You’d think that sending your basic contact information to another person with an iPhone would be a simple task, and one that Apple had streamlined. It’s not, and it’s a weird lapse in a company that tries to avoid the kinds of steps to perform a basic operation that Windows software used to abound in.
It’s not that difficult, but it’s more than a tap. But, first, you want to make sure you’ve set up just the information you want to share. If you have a contact card for yourself in which you place private details, such as phone numbers and emails you don’t hand out, you do not want to share that as your standard contact card.
(macOS has an option to turn your “me” card private, where you can pick and choose which fields to share. Oddly, that feature is absolutely missing in iOS. The synced card from macOS doesn’t carry through in terms of sharing only the fields you checked in macOS.)

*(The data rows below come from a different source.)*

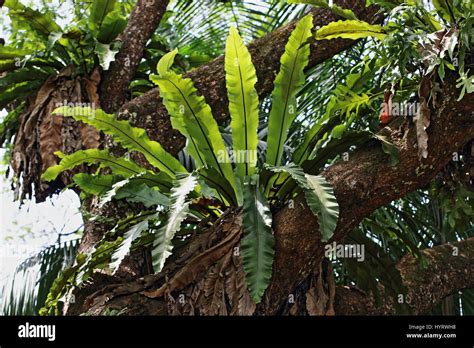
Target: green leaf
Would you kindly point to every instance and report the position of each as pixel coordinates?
(288, 82)
(99, 11)
(179, 208)
(192, 116)
(96, 185)
(257, 245)
(114, 23)
(243, 103)
(323, 204)
(165, 63)
(135, 192)
(41, 23)
(124, 248)
(350, 29)
(319, 196)
(119, 166)
(131, 138)
(343, 12)
(11, 52)
(446, 10)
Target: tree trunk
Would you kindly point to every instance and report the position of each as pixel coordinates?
(207, 278)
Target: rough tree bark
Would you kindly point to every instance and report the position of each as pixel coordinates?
(450, 268)
(143, 20)
(361, 185)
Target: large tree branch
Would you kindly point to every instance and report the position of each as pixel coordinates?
(148, 112)
(144, 19)
(361, 185)
(450, 268)
(364, 183)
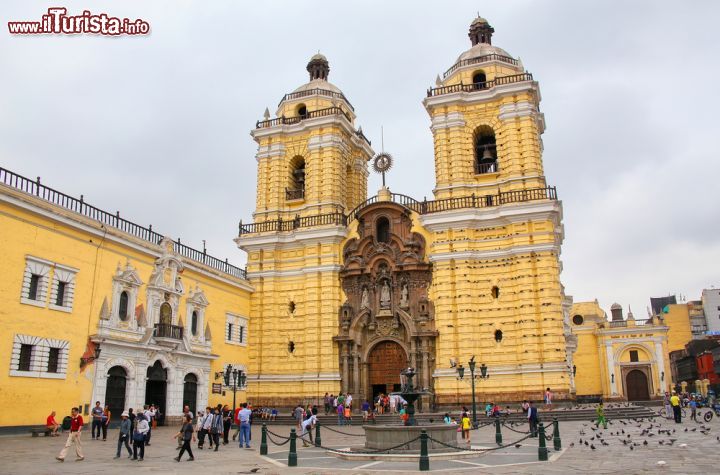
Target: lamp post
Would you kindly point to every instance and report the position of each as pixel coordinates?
(483, 375)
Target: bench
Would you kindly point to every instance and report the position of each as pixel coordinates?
(36, 431)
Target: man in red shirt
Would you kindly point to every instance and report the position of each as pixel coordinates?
(52, 424)
(74, 437)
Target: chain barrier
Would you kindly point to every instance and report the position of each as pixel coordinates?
(468, 449)
(360, 451)
(341, 432)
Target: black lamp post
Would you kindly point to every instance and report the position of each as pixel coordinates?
(483, 375)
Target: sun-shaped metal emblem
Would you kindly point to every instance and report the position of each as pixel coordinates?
(382, 162)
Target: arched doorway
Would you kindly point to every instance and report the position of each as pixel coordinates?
(115, 391)
(190, 392)
(156, 389)
(637, 386)
(385, 362)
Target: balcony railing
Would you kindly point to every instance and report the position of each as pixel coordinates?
(297, 194)
(316, 92)
(481, 59)
(420, 207)
(479, 86)
(297, 119)
(79, 206)
(165, 330)
(482, 168)
(337, 219)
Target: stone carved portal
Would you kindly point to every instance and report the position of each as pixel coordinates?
(387, 321)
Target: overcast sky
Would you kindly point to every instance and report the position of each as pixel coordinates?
(157, 127)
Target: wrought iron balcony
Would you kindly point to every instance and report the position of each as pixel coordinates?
(165, 330)
(299, 118)
(489, 167)
(296, 194)
(479, 86)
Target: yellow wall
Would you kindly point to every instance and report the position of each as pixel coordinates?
(38, 229)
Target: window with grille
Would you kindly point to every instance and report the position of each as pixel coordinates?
(25, 357)
(53, 360)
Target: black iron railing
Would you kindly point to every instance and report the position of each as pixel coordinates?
(78, 205)
(481, 59)
(165, 330)
(297, 194)
(316, 92)
(337, 219)
(479, 86)
(482, 168)
(299, 118)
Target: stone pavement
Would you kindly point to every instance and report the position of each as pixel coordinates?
(693, 451)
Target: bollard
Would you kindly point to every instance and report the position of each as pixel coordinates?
(263, 441)
(292, 456)
(424, 459)
(542, 449)
(318, 440)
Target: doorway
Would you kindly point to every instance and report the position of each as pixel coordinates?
(156, 389)
(190, 392)
(636, 383)
(385, 362)
(115, 391)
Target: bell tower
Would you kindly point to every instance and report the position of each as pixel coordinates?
(496, 230)
(311, 171)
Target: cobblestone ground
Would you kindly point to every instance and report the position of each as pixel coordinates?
(687, 448)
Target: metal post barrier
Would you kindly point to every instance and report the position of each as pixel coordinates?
(542, 449)
(263, 441)
(498, 434)
(318, 440)
(292, 456)
(424, 459)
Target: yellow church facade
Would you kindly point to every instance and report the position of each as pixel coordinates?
(341, 291)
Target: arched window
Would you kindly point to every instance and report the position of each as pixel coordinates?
(479, 80)
(193, 323)
(485, 151)
(165, 314)
(296, 190)
(122, 308)
(382, 230)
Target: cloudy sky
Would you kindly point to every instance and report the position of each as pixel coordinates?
(157, 127)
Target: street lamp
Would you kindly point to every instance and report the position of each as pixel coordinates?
(483, 375)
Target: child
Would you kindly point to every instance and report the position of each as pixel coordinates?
(465, 424)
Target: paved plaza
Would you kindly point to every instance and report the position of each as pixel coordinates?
(691, 448)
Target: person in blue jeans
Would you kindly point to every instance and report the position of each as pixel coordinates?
(97, 414)
(244, 417)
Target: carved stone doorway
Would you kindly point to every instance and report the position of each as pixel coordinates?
(385, 362)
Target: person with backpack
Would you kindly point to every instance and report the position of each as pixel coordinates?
(187, 433)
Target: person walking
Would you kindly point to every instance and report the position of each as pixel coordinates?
(693, 409)
(600, 410)
(675, 403)
(216, 428)
(96, 414)
(73, 437)
(105, 421)
(52, 425)
(142, 428)
(244, 417)
(187, 433)
(124, 435)
(532, 419)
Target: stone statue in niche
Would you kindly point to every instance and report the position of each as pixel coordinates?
(404, 296)
(385, 295)
(365, 299)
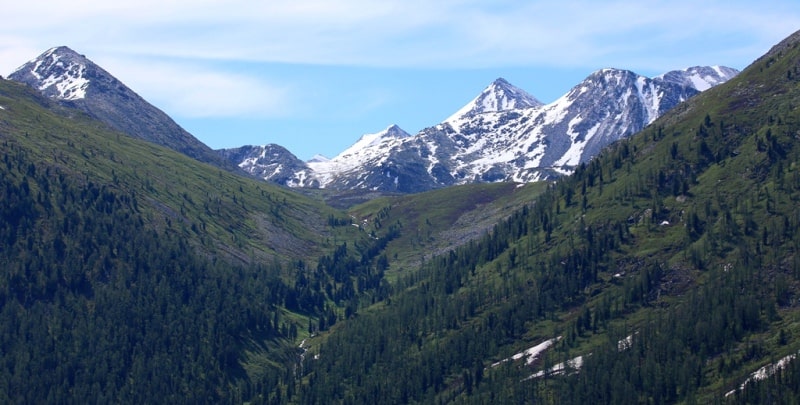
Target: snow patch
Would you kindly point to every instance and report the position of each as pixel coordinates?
(530, 354)
(764, 372)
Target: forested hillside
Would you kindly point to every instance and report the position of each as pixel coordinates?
(131, 273)
(664, 271)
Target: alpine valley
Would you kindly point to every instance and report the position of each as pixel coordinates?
(635, 241)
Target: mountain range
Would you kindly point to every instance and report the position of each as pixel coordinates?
(664, 269)
(504, 134)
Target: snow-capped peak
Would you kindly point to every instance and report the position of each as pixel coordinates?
(701, 78)
(59, 73)
(367, 140)
(318, 158)
(498, 96)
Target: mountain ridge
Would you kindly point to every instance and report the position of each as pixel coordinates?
(66, 76)
(505, 134)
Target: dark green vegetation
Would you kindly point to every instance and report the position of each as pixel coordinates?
(668, 264)
(680, 241)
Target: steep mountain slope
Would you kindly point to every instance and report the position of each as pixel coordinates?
(505, 134)
(665, 270)
(132, 273)
(64, 75)
(273, 162)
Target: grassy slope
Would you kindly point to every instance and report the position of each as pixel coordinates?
(437, 221)
(714, 155)
(224, 214)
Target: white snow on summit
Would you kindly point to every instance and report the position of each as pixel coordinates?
(368, 148)
(499, 96)
(67, 78)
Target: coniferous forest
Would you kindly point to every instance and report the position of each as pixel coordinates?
(663, 271)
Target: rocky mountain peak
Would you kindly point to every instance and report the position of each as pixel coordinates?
(59, 73)
(500, 95)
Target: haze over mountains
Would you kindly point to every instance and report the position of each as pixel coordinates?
(664, 270)
(504, 134)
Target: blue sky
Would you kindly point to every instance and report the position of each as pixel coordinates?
(315, 75)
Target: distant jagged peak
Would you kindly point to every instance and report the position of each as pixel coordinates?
(700, 78)
(58, 73)
(318, 158)
(500, 95)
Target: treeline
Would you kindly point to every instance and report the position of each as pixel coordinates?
(724, 271)
(98, 304)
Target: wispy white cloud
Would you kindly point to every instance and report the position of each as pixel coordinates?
(414, 33)
(192, 39)
(189, 91)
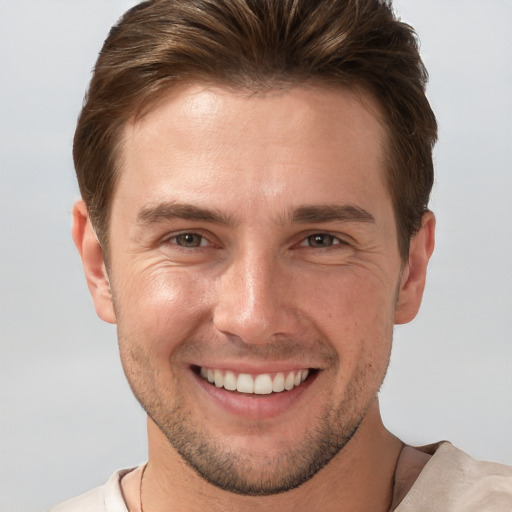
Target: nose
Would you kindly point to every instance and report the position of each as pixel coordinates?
(253, 302)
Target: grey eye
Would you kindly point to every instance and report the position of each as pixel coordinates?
(321, 240)
(189, 240)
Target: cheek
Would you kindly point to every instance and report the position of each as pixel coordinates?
(167, 310)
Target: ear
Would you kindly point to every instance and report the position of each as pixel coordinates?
(414, 273)
(93, 262)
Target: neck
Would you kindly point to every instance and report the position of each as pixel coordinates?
(366, 463)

And note that you shouldn’t change your default contact card to this shareable one, as the default card gets used throughout iOS to pull up your details. (If you haven’t set it, go to Settings > Contacts, tap My Info, and then choose the contact item that’s for you.)

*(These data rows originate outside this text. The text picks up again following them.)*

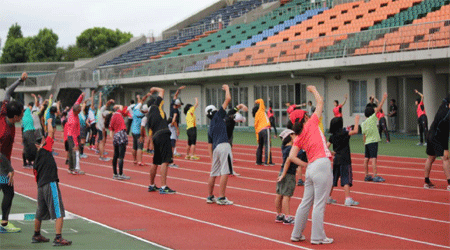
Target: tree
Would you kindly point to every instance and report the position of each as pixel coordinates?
(42, 47)
(98, 40)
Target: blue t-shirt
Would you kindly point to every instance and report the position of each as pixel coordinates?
(137, 119)
(217, 132)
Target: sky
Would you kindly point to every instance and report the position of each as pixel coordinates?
(68, 18)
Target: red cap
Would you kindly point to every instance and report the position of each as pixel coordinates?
(48, 144)
(297, 114)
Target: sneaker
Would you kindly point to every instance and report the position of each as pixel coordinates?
(289, 220)
(10, 228)
(173, 165)
(223, 201)
(331, 200)
(39, 239)
(166, 190)
(211, 199)
(279, 218)
(368, 178)
(62, 242)
(302, 238)
(378, 179)
(153, 188)
(324, 241)
(123, 177)
(351, 202)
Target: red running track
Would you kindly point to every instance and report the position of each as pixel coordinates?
(398, 214)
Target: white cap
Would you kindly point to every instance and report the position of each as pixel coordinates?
(210, 109)
(286, 133)
(238, 117)
(144, 108)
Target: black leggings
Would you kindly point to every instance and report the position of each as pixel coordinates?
(119, 153)
(273, 124)
(423, 127)
(8, 195)
(383, 127)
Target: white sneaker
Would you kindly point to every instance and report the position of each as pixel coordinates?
(324, 241)
(294, 239)
(351, 202)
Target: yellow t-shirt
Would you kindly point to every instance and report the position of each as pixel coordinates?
(190, 118)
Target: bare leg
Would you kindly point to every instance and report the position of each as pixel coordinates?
(223, 185)
(211, 183)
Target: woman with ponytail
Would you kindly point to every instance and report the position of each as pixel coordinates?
(437, 142)
(318, 178)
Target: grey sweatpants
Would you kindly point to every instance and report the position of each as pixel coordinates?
(319, 179)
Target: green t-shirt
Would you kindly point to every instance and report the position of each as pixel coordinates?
(370, 129)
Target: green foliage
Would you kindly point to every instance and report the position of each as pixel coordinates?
(42, 47)
(98, 40)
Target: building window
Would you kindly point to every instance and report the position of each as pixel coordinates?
(358, 90)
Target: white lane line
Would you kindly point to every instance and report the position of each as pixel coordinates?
(98, 223)
(173, 214)
(242, 206)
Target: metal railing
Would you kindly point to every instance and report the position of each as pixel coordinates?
(378, 41)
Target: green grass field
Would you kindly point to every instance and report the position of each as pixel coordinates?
(83, 233)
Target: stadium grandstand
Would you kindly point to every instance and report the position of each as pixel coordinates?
(273, 50)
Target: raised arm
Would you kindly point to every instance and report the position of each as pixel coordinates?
(178, 92)
(159, 90)
(9, 91)
(421, 95)
(319, 101)
(227, 101)
(345, 100)
(379, 107)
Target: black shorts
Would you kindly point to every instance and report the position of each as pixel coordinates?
(136, 143)
(434, 148)
(372, 150)
(163, 148)
(343, 171)
(192, 136)
(100, 135)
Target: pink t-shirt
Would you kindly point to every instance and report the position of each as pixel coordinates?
(337, 111)
(313, 141)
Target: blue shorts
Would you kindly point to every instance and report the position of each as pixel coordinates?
(344, 172)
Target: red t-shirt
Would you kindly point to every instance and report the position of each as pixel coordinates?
(313, 141)
(117, 123)
(7, 133)
(337, 111)
(420, 112)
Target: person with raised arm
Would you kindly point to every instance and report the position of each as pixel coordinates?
(11, 112)
(422, 119)
(319, 178)
(71, 134)
(162, 145)
(219, 149)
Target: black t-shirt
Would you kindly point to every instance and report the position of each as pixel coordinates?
(174, 111)
(46, 168)
(230, 123)
(217, 132)
(341, 145)
(393, 108)
(155, 121)
(292, 167)
(439, 130)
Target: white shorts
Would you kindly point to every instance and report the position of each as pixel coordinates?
(222, 163)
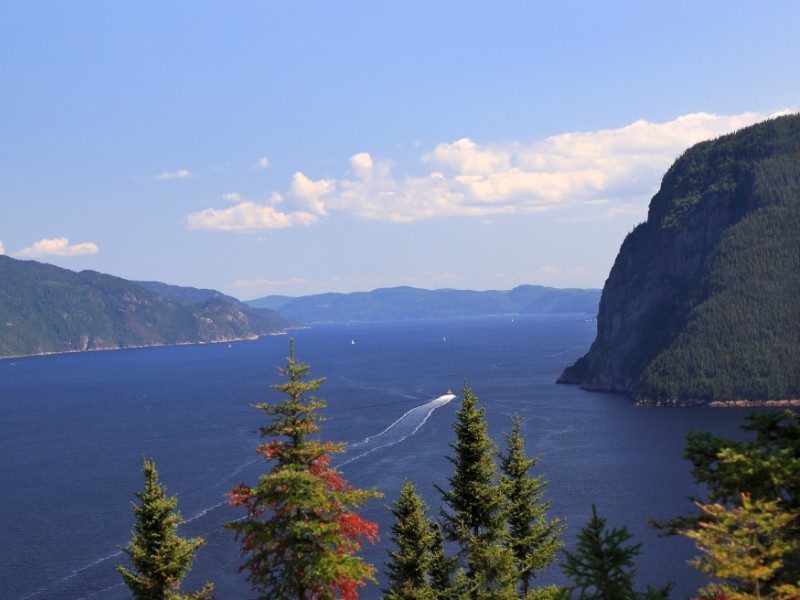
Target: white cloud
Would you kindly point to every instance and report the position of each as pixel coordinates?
(58, 247)
(309, 192)
(601, 173)
(180, 174)
(248, 216)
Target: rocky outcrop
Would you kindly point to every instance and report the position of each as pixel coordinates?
(678, 270)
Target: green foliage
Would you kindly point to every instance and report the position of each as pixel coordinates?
(744, 545)
(48, 309)
(473, 507)
(743, 341)
(300, 535)
(602, 565)
(413, 303)
(702, 301)
(410, 564)
(160, 558)
(442, 566)
(765, 468)
(534, 540)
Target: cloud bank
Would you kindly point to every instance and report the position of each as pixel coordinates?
(180, 174)
(58, 247)
(602, 173)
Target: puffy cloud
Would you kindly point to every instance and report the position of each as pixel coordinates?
(362, 165)
(309, 193)
(466, 157)
(180, 174)
(58, 247)
(603, 173)
(248, 216)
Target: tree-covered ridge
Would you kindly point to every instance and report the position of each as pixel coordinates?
(46, 309)
(702, 302)
(413, 303)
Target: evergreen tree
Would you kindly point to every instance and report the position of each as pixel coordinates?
(533, 539)
(300, 535)
(441, 567)
(160, 558)
(601, 568)
(744, 545)
(472, 515)
(766, 468)
(409, 567)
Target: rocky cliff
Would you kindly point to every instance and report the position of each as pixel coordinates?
(702, 303)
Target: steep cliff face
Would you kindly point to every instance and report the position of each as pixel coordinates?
(673, 279)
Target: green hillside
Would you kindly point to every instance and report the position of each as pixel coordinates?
(415, 303)
(703, 301)
(46, 309)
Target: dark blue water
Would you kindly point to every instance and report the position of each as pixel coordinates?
(73, 430)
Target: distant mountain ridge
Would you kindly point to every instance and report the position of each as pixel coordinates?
(415, 303)
(46, 309)
(703, 301)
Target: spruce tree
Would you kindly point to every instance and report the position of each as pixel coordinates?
(300, 535)
(533, 539)
(160, 558)
(601, 568)
(408, 570)
(441, 567)
(472, 511)
(745, 546)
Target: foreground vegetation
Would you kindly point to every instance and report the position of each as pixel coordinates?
(301, 535)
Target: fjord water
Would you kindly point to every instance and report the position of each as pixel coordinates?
(74, 428)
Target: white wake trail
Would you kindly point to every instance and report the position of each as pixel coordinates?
(400, 430)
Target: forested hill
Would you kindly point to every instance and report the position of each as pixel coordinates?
(46, 309)
(415, 303)
(703, 301)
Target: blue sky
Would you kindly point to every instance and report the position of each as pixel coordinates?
(303, 147)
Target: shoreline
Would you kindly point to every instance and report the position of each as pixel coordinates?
(160, 345)
(718, 403)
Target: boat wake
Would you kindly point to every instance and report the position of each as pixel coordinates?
(400, 430)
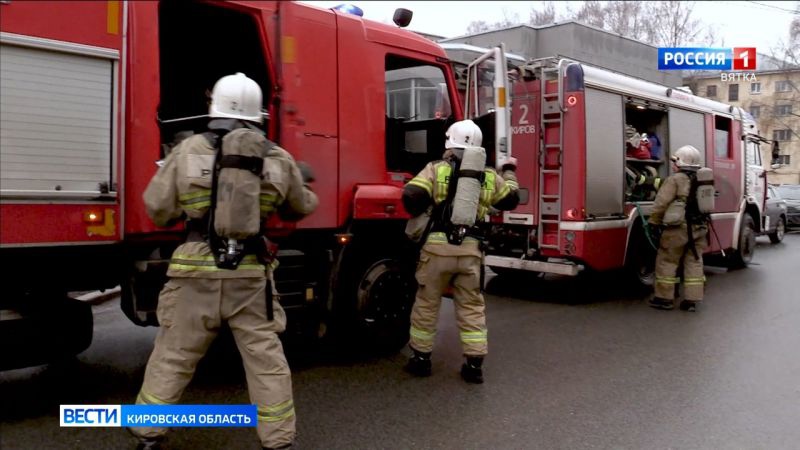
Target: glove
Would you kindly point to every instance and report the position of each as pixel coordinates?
(509, 163)
(306, 172)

Once you create a card with the minimal details you want, how do you share it? You can share this card just as you would any other card:
Select the contact.
Swipe down until you see Share Contact, and tap that.
Select a sharing method.
If you’re in proximity with someone who has an iPhone, you can use AirDrop. They need to use Control Center to enable AirDrop and set it to Everyone if you don’t see them in the AirDrop list.
You can also send this contact to nearly anyone via text or email, as Apple uses the standard vCard format, which is supported on all the major software platforms and associated and third-party contact apps.